Re: Benchmarking mailing list thread [was Fwd: [Discuss] Benchmarking infrastructure]

Francois Saint-Jacques Wed, 24 Apr 2019 21:02:48 -0700

Hello,

archery is the "shim" scripts that glue some of the steps (2-4) that you
described. It builds arrow (c++ for now), find the multiple benchmark
binaries, runs them, and collects the outputs. I encourage you to check the
implementation, notably [1] and [2] (and generally [3]).

Think of it as merging the steps 2-4 into a single script without the CI's
orchestration (steps in the pipeline). Thus, making it CI agnostic and
reproducible locally.

To put you in context, here's some "user stories" we'd like to achieve
(ARROW-5070):

1. Performance data should be tracked and stored in a database for each commit
   in the master branch. (ARROW-5071)

2. A reviewer should be able to trigger an on-demand regression check in a PR
   (ARROW-5071 and some ursabot stuff).
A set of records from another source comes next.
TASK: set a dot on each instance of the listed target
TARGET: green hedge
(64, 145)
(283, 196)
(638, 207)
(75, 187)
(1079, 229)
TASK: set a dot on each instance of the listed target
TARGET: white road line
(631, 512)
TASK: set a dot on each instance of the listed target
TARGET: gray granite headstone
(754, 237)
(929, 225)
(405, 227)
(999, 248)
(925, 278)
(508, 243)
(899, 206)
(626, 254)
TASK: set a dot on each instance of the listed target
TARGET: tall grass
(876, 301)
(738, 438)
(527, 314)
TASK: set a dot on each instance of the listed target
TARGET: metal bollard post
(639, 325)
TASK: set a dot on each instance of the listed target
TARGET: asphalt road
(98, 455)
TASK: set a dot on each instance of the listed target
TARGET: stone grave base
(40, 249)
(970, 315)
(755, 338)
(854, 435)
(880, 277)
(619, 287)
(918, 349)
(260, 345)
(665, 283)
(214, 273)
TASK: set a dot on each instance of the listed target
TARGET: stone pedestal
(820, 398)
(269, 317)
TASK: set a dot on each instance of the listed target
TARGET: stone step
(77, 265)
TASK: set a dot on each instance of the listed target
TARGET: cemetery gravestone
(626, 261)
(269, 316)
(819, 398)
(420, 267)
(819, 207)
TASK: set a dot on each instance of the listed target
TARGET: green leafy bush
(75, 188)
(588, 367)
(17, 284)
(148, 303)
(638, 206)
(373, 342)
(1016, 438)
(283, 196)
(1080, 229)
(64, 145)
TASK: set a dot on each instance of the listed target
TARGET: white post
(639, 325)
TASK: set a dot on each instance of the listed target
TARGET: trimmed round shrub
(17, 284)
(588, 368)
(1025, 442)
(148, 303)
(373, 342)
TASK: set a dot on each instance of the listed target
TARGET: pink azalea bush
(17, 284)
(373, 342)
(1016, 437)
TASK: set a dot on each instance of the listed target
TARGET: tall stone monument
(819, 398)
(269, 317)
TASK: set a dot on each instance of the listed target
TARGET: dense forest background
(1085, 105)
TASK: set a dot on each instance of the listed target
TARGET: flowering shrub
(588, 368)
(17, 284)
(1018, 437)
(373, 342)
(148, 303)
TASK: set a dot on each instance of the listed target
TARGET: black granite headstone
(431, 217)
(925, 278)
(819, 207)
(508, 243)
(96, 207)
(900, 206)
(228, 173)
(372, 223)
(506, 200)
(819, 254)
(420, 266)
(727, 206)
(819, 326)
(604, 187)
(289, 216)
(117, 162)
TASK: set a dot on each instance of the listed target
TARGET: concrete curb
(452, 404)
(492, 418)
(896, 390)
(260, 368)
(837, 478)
Feedback (regression or not) should
   be given either via a PR status, an automated comment, or a bot-user
   declined review. (ARROW-5071)

3. A developer should be able to compare (diff) builds locally. By build, I
   mean cmake build directory, e.g. it can be a toolchain change, or different
   compiler flags. (ARROW-4827)

4. A developer should be able to compare commits locally. (ARROW-4827)
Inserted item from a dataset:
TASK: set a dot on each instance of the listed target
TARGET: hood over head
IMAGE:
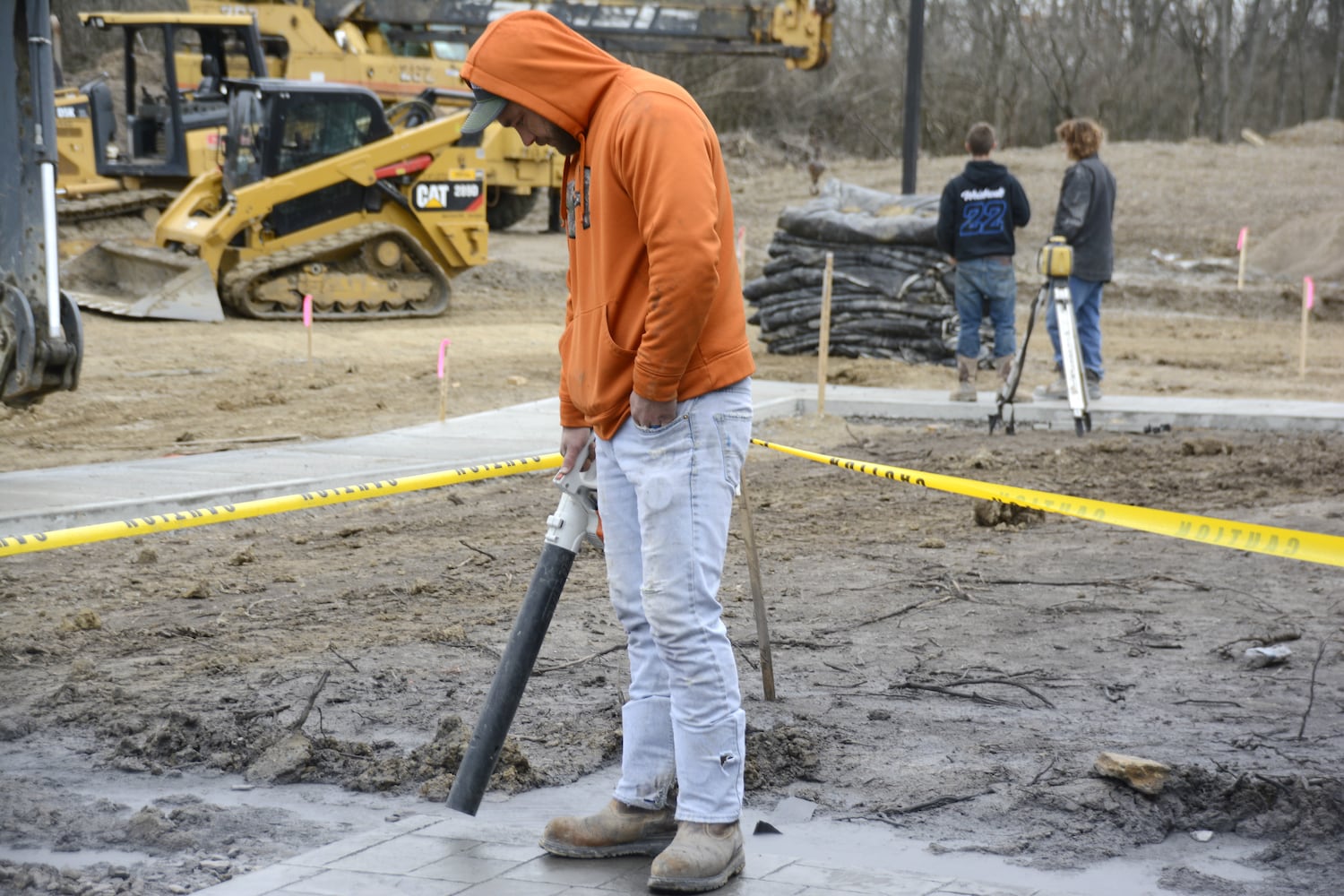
(537, 61)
The current iteration of archery does 3 and 4 (via `archery benchmark diff`),
and easily modifiable to do 1 and 2 (via `archery benchmark` and minus the
infrastructure setup).  What you're proposing is only targeting 1, maybe 2,
but definitively not 3 and 4.

Various reason why I think the archery route is preferred over a mix of
scattered scripts, CI pipeline steps and random go binaries.
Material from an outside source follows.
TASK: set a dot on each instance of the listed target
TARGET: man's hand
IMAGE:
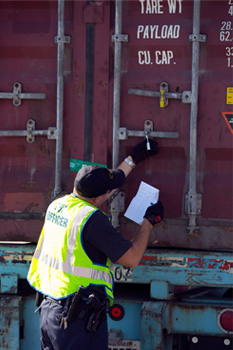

1. It is OS agnostic since it's written in python, and depends on cmake + git
   installed in PATH.

2. Self contained in arrow's repository, no need to manually install external
   dependencies (go toolchain, then compile & install benchstat, benchcmp).
   Assuming python3 and pip are provided, which we already need for pyarrow.

3. Written as a library where the command line is a frontend. This makes it
   very easy to test and re-use. It also opens the door to clearing
   technical debt we've accumulated in `dev/`. This is not relevant for the
   benchmark sub-project, but still relevant for arrow developers in general.

4. Benchmark framework agnostic. This does not depend on google's benchmark and
   go benchmark output format. It does support it, but does not mandate it.
   Will be key to support Python (ASV) and other languages.

5. Shell scripts tend to grow un-maintenable. I say this as someone who abuse
   them. (archery implementation is derived from a local bash script).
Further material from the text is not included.